A similar sense of disillusionment drives painter Gilda Lorena Martinez, whose series, “City of Sand and Blood,” hung in the halls of the Mexican Congress in April.
Martinez has called Ciudad Juarez, Mexico’s most violent city, home for 20 years and she started putting her feelings on canvas in 2008, as murders in the city were soaring.
She had to shut down her art school, moving it to her home, after a neighboring business received a bomb threat. One of her art students was killed outside his house. Conversations about who was leaving the city or where mothers were sending their teenagers to study outside of town became common.
In her series, ghostly figures with anguished faces are captured in beige and gray, the hues of the desert that surrounds Ciudad Juarez, accented with blood-red brush strokes.
“I was simply painting what I was feeling, as an outlet,” she said, adding that for five months she became seriously ill from the stress of the insecurity surrounding her. “It’s my way of saying, ’Look how fractured we are as a society.’”
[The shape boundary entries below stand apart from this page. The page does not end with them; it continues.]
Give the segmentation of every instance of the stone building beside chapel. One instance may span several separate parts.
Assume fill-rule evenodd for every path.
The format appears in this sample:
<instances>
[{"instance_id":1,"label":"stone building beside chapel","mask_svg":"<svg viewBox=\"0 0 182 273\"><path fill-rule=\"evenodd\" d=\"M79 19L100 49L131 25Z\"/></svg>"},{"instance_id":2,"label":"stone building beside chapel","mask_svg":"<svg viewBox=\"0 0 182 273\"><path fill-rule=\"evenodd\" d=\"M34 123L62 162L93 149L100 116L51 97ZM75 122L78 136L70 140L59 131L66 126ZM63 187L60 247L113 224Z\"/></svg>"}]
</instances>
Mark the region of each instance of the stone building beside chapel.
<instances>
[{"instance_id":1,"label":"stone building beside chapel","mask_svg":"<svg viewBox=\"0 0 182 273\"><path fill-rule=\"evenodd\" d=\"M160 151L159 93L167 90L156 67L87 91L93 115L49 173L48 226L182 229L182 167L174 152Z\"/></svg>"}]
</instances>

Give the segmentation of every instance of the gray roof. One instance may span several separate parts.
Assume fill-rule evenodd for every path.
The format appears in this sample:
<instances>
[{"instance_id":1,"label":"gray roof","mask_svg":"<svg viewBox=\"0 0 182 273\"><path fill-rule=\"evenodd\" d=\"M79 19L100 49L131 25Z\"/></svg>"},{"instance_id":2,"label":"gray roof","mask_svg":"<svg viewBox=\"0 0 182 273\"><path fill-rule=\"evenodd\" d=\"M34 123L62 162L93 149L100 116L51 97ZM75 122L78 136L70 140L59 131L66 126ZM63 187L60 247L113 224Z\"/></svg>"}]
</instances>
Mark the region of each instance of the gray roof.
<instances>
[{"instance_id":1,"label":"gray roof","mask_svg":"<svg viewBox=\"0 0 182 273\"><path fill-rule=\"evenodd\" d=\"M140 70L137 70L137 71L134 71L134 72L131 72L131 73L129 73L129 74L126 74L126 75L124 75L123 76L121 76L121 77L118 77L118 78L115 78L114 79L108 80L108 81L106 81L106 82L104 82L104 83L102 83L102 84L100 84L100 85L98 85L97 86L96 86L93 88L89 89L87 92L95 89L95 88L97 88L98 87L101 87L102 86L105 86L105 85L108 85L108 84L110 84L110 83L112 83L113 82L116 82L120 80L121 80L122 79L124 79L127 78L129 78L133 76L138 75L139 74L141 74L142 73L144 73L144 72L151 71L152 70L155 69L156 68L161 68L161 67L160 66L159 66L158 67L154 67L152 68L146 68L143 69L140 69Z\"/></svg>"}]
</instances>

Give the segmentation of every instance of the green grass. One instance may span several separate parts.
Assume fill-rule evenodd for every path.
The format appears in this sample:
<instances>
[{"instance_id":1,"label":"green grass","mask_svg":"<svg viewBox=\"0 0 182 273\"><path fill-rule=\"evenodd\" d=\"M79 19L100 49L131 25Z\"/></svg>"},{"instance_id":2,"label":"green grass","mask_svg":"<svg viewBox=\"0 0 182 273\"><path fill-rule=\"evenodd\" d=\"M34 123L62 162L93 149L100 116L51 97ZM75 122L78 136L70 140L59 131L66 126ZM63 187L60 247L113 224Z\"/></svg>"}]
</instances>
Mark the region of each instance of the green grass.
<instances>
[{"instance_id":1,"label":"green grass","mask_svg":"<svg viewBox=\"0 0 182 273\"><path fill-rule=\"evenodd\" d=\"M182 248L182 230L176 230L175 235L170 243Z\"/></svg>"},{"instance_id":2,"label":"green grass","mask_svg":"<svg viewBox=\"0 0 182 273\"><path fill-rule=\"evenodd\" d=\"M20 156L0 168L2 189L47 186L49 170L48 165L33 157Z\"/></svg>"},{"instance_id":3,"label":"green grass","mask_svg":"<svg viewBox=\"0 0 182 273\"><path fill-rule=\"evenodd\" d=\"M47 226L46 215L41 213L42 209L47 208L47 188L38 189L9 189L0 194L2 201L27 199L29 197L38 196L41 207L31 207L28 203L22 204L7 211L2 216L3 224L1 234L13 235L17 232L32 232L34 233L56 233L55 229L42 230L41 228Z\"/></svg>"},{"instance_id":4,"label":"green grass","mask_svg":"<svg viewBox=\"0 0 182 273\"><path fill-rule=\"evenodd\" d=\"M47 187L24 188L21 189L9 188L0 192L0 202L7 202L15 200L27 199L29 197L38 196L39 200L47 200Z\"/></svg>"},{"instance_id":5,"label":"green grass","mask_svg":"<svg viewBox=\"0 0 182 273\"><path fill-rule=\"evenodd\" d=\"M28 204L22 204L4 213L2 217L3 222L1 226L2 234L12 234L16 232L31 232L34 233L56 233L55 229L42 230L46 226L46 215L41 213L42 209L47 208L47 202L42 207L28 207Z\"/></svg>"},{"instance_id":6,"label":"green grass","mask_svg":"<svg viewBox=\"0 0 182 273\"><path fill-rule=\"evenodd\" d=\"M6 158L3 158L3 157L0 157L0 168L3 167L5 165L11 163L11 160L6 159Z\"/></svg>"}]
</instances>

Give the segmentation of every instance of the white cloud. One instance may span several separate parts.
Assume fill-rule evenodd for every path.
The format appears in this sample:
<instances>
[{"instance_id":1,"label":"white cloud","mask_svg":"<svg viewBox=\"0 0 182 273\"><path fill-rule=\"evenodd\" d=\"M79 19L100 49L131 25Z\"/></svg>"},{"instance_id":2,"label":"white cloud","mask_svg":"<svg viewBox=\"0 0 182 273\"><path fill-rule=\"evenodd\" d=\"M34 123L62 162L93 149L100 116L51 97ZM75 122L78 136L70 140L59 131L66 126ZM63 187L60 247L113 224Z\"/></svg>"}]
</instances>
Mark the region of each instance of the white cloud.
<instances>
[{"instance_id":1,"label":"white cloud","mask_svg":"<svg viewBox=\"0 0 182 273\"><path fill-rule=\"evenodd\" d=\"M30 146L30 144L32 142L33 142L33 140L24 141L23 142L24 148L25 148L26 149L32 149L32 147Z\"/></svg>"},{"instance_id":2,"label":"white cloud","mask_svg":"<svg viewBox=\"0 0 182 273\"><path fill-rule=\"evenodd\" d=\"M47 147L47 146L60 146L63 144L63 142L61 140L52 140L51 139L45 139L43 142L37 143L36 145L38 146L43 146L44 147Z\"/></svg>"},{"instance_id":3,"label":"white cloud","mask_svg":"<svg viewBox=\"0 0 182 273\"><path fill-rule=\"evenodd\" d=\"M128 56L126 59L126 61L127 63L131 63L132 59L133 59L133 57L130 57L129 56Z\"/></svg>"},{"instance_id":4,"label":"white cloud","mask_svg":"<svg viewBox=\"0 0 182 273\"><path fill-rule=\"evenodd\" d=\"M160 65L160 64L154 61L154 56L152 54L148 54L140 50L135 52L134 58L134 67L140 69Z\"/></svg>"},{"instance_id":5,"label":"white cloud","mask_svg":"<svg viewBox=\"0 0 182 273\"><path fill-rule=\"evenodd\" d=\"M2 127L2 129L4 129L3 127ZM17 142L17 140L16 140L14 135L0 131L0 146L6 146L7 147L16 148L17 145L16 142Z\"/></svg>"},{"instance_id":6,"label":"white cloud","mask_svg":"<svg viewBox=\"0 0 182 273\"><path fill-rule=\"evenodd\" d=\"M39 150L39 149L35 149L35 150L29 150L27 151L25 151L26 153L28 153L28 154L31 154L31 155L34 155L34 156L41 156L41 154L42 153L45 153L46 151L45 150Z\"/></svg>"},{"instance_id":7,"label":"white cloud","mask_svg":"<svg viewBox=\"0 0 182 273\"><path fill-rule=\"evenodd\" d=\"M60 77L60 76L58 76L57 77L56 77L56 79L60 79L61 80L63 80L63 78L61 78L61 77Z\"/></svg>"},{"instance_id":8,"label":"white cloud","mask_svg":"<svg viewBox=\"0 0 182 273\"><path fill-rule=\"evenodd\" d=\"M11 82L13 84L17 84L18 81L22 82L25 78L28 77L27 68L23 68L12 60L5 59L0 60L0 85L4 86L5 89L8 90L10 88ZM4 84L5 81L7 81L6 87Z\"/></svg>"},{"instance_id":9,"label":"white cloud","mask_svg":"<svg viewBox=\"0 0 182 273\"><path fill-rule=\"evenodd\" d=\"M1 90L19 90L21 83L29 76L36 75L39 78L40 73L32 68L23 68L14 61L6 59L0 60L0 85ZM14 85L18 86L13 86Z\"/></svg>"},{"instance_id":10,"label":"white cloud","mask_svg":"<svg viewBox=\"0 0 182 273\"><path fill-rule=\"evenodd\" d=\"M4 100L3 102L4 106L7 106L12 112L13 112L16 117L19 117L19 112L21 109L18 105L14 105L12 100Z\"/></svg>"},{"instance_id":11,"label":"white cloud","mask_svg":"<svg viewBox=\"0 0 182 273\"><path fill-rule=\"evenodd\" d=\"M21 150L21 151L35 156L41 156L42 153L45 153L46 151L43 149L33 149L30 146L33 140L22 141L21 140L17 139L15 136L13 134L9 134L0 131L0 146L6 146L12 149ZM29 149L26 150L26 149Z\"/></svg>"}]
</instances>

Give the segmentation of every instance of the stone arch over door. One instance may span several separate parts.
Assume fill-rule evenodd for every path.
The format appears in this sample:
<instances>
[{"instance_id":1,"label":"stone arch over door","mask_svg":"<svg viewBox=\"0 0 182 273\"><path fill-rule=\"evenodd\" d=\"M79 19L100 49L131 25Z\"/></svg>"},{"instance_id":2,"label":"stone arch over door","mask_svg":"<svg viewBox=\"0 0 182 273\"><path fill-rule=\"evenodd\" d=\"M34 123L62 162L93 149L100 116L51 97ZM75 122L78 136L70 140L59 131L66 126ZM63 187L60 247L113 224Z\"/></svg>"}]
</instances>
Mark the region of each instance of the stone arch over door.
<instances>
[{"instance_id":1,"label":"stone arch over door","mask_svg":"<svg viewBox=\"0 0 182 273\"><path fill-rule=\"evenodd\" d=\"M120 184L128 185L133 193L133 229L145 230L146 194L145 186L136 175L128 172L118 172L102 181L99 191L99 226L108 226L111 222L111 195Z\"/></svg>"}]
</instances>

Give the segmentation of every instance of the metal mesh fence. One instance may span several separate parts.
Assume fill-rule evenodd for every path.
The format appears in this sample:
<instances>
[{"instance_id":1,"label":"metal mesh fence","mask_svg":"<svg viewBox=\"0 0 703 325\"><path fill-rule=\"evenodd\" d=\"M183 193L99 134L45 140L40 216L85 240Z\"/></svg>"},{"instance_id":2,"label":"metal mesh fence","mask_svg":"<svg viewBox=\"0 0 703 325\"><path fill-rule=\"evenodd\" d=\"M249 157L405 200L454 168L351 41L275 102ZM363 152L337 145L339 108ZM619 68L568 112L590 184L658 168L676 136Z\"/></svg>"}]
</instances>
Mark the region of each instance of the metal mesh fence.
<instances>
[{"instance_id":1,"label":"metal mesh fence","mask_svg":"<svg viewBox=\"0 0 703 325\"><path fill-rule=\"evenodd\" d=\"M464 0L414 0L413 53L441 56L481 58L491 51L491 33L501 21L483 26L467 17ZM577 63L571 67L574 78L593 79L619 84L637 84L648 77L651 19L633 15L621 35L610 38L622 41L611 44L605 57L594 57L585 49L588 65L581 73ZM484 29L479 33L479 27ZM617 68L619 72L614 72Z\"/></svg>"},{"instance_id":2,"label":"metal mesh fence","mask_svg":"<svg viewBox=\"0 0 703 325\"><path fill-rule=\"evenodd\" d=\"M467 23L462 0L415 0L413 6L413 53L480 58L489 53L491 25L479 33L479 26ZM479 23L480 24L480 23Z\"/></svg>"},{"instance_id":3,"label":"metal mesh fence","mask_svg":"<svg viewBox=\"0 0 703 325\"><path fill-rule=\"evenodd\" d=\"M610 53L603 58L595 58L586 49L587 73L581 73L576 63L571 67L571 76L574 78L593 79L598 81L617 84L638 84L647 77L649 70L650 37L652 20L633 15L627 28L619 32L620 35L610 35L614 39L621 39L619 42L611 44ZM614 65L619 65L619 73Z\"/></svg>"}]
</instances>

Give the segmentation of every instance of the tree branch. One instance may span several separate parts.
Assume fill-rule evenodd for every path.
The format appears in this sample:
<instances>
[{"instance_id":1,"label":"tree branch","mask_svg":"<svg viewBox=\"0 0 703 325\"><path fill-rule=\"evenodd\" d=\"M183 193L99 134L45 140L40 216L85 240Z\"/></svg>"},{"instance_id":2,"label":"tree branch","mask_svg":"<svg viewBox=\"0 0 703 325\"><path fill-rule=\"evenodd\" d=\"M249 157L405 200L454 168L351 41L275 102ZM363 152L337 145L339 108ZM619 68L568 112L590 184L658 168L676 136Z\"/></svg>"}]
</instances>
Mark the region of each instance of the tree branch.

While some artists say working with violent themes has helped them process how the lives of Mexicans have changed, others have a more political message. They say they’re chronicling the complexity of the country’s security situation and how it’s tied to the insatiable demand for drugs in the U.S. and other first-world countries.
Artist Lenin Marquez Salazar, who was born and grew up in the Sinaloan town of Mocorito, paints the rich landscapes of his agricultural state, but with a macabre twist. Into the pastoral frame, he adds bodies of blindfolded men with their hands and feet tied or wrapped in blankets, duplicating the daily images of drug trafficker victims.
“We forget we’re a global society and that what happens somewhere else is affecting us here,” said Marquez Salazar, 42, who has exhibited his work in the United States and Colombia. “I want to create awareness about this, not as a complaint, but as a way of expressing what I’m seeing.”
Another Sinaloan artist, Teresa Margolles, included the floor-mopping piece in her installation at the Mexican Pavilion of the 2009 Venice Art Biennial. She collects artifacts from crime scenes, which are rarely secured in Mexico, unlike in the U.S., such as pieces of glass or cloth dabbed with mud and blood.
Margolles, who’s based in the Sinaloa capital of Culiacan and has long worked violent themes, created the art show to fulfill “a social function of mourning, of marking the disappearance of a generation,” said Cuauhtemoc Medina, who curated Margolle’s 2009 exhibit.
“Theresa and I were guided by our disbelief that the 8,000 people killed nationwide by then didn’t count,” added Medina, one of Mexico’s top art curators and critics. “There is such a social blindness that they need 35,000 dead people to realize this is a total disaster.”
In some cases, artists have been asked to exhibit their work at government-run museums, only to have them blocked or edited for being too violent.
Medina said Margolles’ installation titled “What Else Can We Talk About?” was supported by federal and private funds, but Mexico’s Foreign Relations Department pulled out of the exhibit’s organizing committee two weeks before the inauguration at the biennial. He said the government didn’t want to be associated with the themes of the work.
The Foreign Relations Department didn’t respond to a request for comment.
In Ciudad Juarez, officials at the city’s Archaeology Museum of the Chamizal edited the name of Martinez’s series down to “City of Sand,” eliminating the world “blood,” when it premiered in February.
The Reinas Chulas have resisted softening their work, and the change in their audience’s mood has been palpable as real-life violence has grown, said Mor, one of the group’s founding performers.
The crowds used to laugh at the group’s antics, which include political satire and outlandish costumes. Now, many of the narco jokes elicit an awkward silence.
“In the last two years, the jokes began to take on a different meaning,” Mor said. “Some people do seem shocked, but in the end we all laugh, because what’s happening hurts us too much.”